Slowly add flour and mix on low speed until incorporated. You may want to add up to 3 tsp. of cold water, a teaspoon at a time, if the dough seems too dry.
Stir the chopped chocolate and dried cranberries into the cookie dough.
Place dough on a large piece of parchment paper. Form the dough into a log 12-inches long and about 1 ½ inches thick. Wrap the dough tightly in the parchment paper and refrigerate for at least 4 hours or overnight.
Line two baking sheets with parchment paper and set aside. Remove the dough from the refrigerator while preparing the egg wash. Whisk together the egg and water. Lightly brush the entire log with the egg wash. Pour the coarse sugar down the middle of a piece of parchment paper. Roll the dough in the sugar to coat, pressing down firmly to adhere. Using a large, thin, sharp knife, slice the log into 24 half-inch rounds. Note: It helps to use a ruler to measure them-simply make a small mark in the dough at half-inch intervals.
Place the cookies about 1-inch apart. Sprinkle tops with sea salt. Bake at 350F for 15-20 minutes, or until they are starting to brown on the bottom and the cookies are set. Cool on a rack and store in an airtight container.
Mexican Wedding Cakes
This classic Christmas cookie is Julie’s favorite. Another name for them is Russian Tea Cakes. They look like little festive snowballs and make a nice contrast to the other cookies on the tray. (Adapted from Betty Crocker)
GLGH Do-Ahead Tip: We freeze the dough after shaping them into balls, then bake one or two dozen at a time throughout the season.
Ingredients:
½ c. powdered sugar
1 c. butter, softened
2 tsp. vanilla
2 c. flour
1 c. finely chopped pecans
¼ tsp. salt
¾ c. powdered sugar
Instructions:
Preheat oven to 325F. In stand mixer, beat ½ c. powdered sugar, the butter, and vanilla on medium until light and fluffy. On low speed, add flour, pecans, and salt until dough forms.
Shape into 1-inch balls. On parchment lined cookie sheet, place balls 1 inch apart. (Note: dough can be frozen at this point and baked later.)
Bake 13-17 minutes or until set but not brown. (Bake about 2 minutes longer if baking them from frozen.) Cool on wire rack about 5-10 minutes.

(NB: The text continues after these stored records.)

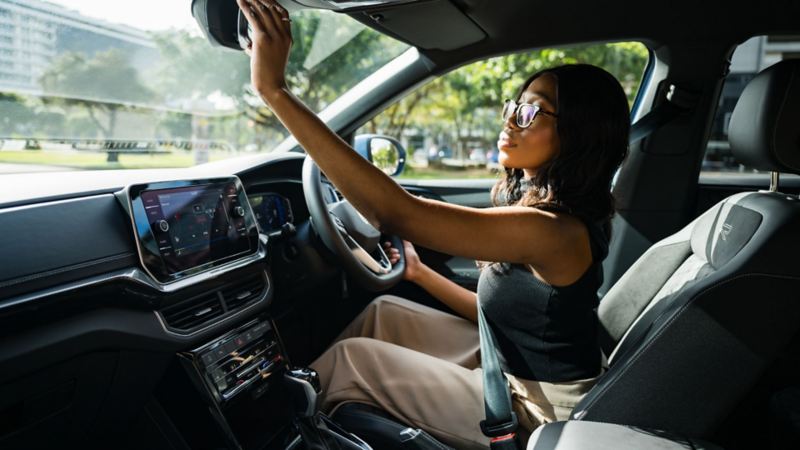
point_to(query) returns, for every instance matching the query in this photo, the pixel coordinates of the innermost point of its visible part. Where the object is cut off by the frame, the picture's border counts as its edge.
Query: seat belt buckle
(502, 430)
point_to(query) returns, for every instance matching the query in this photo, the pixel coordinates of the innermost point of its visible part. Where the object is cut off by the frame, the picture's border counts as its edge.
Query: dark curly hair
(593, 127)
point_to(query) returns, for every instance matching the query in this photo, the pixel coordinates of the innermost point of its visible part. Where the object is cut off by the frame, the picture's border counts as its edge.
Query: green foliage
(466, 102)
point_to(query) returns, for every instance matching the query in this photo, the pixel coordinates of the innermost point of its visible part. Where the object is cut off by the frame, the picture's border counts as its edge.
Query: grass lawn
(86, 160)
(92, 160)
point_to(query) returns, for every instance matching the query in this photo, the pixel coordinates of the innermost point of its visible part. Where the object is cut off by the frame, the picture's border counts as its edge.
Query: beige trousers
(423, 366)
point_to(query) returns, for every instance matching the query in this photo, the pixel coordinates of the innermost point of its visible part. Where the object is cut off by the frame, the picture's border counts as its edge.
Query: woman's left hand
(272, 40)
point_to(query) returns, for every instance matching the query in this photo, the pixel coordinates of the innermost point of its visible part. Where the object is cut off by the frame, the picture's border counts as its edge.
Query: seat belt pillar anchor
(502, 429)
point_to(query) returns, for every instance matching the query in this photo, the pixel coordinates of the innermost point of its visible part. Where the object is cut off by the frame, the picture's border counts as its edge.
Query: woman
(562, 140)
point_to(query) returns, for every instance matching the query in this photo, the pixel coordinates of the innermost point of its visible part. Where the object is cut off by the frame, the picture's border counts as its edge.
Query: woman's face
(530, 148)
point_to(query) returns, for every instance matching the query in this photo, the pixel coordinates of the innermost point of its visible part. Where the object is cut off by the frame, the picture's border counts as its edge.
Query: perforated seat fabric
(694, 322)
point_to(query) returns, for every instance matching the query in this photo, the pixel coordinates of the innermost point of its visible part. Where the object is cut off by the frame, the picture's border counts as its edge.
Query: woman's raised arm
(509, 234)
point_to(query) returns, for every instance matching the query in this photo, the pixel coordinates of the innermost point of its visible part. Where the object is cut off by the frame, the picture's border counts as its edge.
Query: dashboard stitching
(66, 269)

Place ¾ c. powdered sugar in small bowl. Roll cookies in powdered sugar. Cool completely, about 15 minutes. Roll in powdered sugar again. Place in airtight container.
Chocolate Kiss Cookies
These Chocolate Kiss Cookies are decadently rich and the texture is similar to a brownie. Use your prettiest holiday sprinkles for a very festive looking cookie. We usually order a pound or two of sprinkles at a time from Amazon. (Adapted from Sally’s Cookie Addiction.)
Ingredients:
- flour
1 c. Dutch process or unsweetened cocoa powder
1 cup butter, softened
1 1/3 c. sugar
2 egg yolks, at room temperature
¼ c. milk
2 tsp. vanilla
1 2/2 c. nonpareil sprinkles
50 Hershey’s Kisses, unwrapped
Directions:
Preheat oven to 350F. Line baking sheets with parchment paper and set aside.
In a medium bowl, whisk together the flour and cocoa. Set aside.

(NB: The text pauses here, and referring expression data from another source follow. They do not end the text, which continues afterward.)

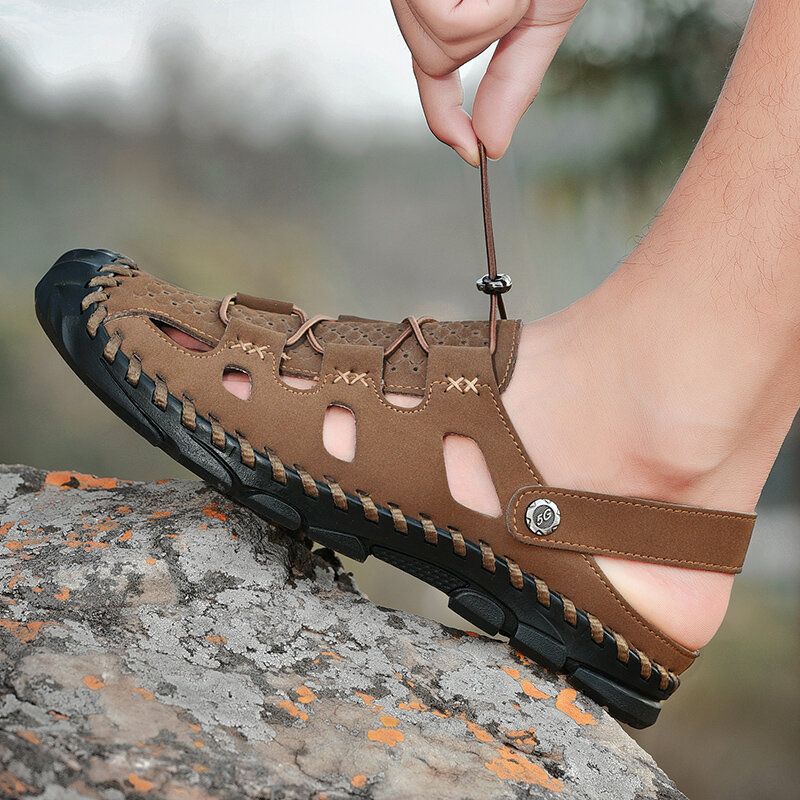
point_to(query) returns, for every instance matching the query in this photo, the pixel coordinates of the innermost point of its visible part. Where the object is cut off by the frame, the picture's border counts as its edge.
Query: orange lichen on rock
(481, 734)
(389, 733)
(513, 766)
(331, 654)
(29, 736)
(388, 736)
(64, 479)
(23, 631)
(525, 684)
(565, 702)
(305, 695)
(413, 705)
(93, 682)
(215, 513)
(11, 785)
(293, 710)
(527, 737)
(140, 784)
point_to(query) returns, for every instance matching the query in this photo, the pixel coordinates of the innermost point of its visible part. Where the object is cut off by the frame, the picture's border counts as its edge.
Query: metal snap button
(542, 517)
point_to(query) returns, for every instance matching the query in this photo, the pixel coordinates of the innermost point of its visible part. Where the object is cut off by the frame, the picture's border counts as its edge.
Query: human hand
(443, 35)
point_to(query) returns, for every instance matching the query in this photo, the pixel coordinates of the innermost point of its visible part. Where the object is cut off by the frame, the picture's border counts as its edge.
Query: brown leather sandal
(528, 573)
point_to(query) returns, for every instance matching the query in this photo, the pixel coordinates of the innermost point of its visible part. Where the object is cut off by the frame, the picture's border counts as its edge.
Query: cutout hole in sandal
(182, 339)
(468, 476)
(298, 383)
(238, 382)
(339, 432)
(403, 400)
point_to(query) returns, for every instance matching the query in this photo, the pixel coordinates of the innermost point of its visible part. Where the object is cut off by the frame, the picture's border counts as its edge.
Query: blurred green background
(280, 151)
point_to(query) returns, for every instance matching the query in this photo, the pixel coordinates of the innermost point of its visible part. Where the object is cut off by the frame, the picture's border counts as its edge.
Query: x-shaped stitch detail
(462, 384)
(251, 349)
(351, 378)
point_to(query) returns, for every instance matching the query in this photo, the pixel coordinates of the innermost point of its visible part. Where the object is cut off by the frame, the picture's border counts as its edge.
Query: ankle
(593, 388)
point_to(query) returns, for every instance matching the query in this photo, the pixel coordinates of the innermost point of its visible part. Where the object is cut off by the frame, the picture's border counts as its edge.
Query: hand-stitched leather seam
(639, 620)
(512, 435)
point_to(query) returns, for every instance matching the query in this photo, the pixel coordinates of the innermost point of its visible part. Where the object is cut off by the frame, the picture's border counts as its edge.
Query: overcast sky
(348, 53)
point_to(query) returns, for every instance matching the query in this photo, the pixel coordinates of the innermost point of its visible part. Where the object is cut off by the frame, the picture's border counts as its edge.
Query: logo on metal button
(542, 517)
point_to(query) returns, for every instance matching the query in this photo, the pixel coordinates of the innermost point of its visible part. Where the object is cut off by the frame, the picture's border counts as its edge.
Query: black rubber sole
(487, 600)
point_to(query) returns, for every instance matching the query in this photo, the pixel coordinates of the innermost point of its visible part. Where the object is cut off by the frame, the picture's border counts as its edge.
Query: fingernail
(470, 158)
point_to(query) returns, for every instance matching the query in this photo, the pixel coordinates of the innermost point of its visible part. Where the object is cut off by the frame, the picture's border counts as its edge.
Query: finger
(437, 38)
(513, 79)
(442, 98)
(453, 22)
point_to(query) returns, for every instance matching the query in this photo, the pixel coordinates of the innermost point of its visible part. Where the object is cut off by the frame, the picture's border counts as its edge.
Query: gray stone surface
(158, 641)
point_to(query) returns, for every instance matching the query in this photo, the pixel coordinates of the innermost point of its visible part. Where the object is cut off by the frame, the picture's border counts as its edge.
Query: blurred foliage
(668, 56)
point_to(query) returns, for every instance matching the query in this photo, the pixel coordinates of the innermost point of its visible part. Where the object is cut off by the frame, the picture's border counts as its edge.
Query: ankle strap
(629, 528)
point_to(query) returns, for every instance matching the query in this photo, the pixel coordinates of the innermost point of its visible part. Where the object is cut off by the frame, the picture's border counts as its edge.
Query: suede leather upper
(399, 451)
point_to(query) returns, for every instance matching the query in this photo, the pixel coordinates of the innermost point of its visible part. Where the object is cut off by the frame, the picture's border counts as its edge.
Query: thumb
(514, 76)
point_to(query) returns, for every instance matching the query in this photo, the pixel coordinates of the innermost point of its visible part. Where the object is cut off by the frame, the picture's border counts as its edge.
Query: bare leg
(679, 377)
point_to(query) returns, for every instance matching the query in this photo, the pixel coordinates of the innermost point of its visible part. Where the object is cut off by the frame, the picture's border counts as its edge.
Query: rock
(160, 641)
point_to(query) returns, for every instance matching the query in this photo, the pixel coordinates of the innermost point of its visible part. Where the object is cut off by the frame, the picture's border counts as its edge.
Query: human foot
(227, 402)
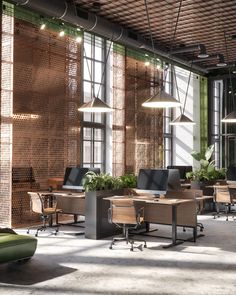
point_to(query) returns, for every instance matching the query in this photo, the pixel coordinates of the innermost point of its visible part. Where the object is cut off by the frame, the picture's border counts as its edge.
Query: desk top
(151, 200)
(60, 194)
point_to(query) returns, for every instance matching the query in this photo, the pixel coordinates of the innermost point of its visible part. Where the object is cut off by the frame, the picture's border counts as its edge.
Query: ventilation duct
(70, 13)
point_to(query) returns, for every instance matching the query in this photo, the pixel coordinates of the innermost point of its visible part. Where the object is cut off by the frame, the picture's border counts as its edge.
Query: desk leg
(174, 229)
(50, 221)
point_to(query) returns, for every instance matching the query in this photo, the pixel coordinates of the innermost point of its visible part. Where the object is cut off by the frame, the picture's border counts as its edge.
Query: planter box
(96, 214)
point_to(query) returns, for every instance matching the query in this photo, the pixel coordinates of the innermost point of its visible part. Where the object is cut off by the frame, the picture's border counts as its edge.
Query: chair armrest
(109, 213)
(140, 215)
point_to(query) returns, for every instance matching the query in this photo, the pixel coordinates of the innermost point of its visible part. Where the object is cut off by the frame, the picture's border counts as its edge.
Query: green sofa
(14, 247)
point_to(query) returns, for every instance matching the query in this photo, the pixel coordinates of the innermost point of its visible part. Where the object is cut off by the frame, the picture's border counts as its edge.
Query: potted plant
(97, 188)
(207, 174)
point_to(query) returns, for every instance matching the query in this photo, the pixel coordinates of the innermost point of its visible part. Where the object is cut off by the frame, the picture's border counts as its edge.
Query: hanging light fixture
(161, 99)
(96, 105)
(183, 119)
(231, 117)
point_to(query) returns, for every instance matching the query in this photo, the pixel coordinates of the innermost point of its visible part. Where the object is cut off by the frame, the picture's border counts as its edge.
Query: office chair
(126, 215)
(37, 205)
(225, 196)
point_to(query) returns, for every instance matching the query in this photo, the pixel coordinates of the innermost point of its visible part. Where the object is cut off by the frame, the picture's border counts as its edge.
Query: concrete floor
(69, 264)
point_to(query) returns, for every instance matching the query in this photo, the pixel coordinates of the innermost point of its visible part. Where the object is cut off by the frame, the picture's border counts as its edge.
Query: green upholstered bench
(14, 247)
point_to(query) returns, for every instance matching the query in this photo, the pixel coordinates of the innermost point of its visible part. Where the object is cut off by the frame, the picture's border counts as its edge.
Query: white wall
(186, 138)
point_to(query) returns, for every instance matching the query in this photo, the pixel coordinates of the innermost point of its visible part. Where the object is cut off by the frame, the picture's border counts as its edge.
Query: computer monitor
(182, 170)
(174, 183)
(73, 178)
(153, 181)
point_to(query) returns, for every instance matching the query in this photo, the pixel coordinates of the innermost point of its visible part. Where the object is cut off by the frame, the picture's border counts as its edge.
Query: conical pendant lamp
(161, 100)
(182, 120)
(95, 105)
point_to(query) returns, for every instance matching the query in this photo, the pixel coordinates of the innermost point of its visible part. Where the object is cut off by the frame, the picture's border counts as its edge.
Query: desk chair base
(227, 211)
(44, 227)
(126, 237)
(199, 224)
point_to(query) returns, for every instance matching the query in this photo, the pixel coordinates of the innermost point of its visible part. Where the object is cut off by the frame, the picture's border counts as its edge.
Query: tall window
(94, 81)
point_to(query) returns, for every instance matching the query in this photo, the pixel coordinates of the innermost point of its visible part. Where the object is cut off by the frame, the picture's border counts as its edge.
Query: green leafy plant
(207, 170)
(95, 182)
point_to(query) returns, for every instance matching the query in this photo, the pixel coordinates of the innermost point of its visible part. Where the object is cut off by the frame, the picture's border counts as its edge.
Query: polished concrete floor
(71, 264)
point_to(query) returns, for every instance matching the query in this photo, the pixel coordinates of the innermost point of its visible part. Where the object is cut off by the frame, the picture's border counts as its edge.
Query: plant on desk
(97, 182)
(207, 173)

In stand mixer, beat the butter on medium high speed until light and fluffy. Add sugar and beat until creamed, abut 2 minutes. Add egg yolks, milk, and vanilla and beat until combined.

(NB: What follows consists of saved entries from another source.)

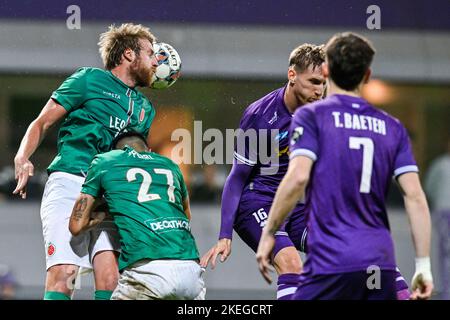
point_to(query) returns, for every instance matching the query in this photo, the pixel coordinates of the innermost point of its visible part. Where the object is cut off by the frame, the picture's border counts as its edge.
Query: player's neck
(122, 73)
(334, 89)
(290, 100)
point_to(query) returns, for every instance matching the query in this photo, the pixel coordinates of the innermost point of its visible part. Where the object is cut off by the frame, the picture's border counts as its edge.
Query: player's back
(145, 193)
(358, 149)
(99, 105)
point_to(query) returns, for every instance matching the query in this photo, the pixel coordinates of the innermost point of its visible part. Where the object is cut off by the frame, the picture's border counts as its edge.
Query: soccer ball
(169, 66)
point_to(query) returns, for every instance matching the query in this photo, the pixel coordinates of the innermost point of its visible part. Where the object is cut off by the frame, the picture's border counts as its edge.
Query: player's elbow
(75, 228)
(300, 180)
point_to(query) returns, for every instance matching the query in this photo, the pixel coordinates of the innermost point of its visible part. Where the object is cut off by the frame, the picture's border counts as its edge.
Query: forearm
(231, 196)
(419, 217)
(32, 139)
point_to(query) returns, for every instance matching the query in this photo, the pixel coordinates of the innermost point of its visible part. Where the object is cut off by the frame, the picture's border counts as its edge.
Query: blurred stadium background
(232, 52)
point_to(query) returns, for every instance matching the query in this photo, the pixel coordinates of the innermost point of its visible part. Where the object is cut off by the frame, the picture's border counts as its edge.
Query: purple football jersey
(269, 119)
(357, 150)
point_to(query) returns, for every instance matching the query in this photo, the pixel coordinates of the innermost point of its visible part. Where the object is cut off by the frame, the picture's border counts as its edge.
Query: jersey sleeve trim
(59, 99)
(90, 191)
(405, 169)
(303, 152)
(244, 160)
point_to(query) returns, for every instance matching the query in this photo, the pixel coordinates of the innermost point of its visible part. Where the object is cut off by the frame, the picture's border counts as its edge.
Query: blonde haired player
(95, 105)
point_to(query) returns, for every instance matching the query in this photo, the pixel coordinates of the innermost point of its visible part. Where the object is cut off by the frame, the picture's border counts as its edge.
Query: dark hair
(127, 134)
(305, 55)
(349, 56)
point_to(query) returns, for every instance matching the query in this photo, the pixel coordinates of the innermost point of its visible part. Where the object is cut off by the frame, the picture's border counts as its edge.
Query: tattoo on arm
(80, 208)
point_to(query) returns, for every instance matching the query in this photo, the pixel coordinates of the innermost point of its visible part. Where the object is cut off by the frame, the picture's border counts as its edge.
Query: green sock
(102, 295)
(55, 295)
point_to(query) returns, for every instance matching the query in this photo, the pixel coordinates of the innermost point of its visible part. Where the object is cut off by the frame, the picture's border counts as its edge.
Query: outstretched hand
(222, 248)
(24, 169)
(421, 288)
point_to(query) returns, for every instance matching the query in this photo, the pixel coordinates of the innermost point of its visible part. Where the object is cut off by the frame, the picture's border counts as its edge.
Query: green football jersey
(99, 105)
(144, 192)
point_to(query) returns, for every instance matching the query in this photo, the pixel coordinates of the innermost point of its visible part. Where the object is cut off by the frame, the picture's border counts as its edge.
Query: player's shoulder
(163, 159)
(388, 118)
(109, 156)
(311, 108)
(91, 72)
(263, 108)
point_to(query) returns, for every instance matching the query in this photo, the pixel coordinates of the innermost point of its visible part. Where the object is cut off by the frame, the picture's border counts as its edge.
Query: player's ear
(367, 75)
(292, 74)
(129, 55)
(325, 70)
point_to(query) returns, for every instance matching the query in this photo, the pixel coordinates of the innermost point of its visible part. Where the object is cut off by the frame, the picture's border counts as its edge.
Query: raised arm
(50, 114)
(82, 217)
(232, 191)
(419, 218)
(187, 207)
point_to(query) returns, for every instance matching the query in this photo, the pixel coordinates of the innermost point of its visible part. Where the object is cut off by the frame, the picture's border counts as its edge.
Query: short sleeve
(246, 143)
(71, 94)
(92, 184)
(404, 158)
(303, 135)
(183, 188)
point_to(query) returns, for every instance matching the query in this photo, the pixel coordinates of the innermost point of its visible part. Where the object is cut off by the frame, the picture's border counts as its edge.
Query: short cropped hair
(116, 40)
(130, 135)
(349, 55)
(306, 55)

Add dry ingredients to wet ingredients and mix on low speed until combined.
Pour the sprinkles into a small bowl. Roll the dough into balls with your hands, using about 1 Tbsp. of dough per cookie (about the size of a large walnut). Roll each ball into the sprinkles to coat. Place the dough balls on the prepared cookie sheet, 2 inches apart.
Bake the cookies for 9-12 minutes, until set.
Remove the cookies from the oven. Press one chocolate kiss into the center of each cookie. Transfer to a wire rack to cool completely. Store in airtight container for up to a week.
This has been a fun season of baking at Greenlake Guest House. We didn't take as many photos this year, but we certainly gave away a lot of cookies to our guests. We look forward to the rest of the season and doing it all over again in a fresh way in 2022!